Bone diseases range from extremely common conditions like osteoporosis, which affects roughly 1 in 6 people over age 50 worldwide, to rare genetic disorders that appear at birth. Some weaken bones silently over decades, others cause pain and deformity, and a few involve abnormal growths. Here’s a look at the major categories and what each one does to the skeleton.
Osteoporosis
Osteoporosis is by far the most widespread bone disease. It causes bones to lose density and become fragile, making fractures far more likely from minor falls or even everyday movements like bending over. Globally, about 28.5% of women and 5.1% of men over 50 have osteoporosis. The spine, hip, and wrist are the most vulnerable sites.

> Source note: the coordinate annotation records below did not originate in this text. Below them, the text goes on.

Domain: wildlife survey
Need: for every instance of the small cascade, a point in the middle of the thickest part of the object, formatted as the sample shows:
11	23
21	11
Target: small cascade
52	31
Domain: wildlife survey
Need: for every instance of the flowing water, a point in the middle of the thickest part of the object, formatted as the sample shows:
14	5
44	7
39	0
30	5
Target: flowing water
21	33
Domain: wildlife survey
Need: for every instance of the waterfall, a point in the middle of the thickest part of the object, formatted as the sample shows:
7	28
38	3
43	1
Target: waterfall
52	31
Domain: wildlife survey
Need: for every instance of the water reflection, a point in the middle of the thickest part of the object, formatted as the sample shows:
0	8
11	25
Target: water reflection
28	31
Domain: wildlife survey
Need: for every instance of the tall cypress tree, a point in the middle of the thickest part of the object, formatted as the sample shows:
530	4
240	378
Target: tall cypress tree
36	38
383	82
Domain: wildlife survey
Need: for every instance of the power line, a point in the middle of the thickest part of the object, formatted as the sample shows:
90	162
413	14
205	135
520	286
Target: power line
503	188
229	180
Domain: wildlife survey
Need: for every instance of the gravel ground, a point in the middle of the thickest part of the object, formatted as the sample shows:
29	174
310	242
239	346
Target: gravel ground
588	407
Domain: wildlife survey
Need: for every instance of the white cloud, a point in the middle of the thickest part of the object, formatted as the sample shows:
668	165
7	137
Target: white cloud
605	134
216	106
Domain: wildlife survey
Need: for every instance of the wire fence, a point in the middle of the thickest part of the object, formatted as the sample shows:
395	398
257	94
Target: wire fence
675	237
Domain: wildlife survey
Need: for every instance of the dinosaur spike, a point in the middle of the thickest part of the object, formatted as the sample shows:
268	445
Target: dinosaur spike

The condition develops quietly. Most people don’t know they have it until they break a bone. A bone density scan (called a DXA scan) measures how your bone mineral density compares to that of a healthy young adult. That comparison produces a number called a T-score. A score of negative 1 or higher is healthy. Between negative 1 and negative 2.5 indicates osteopenia, a milder form of bone loss that can progress to osteoporosis. A score at or below negative 2.5 means osteoporosis is present.
Risk factors include aging, menopause, low calcium and vitamin D intake, smoking, physical inactivity, and long-term use of certain medications like corticosteroids. Women are hit harder partly because estrogen, which helps maintain bone density, drops sharply after menopause.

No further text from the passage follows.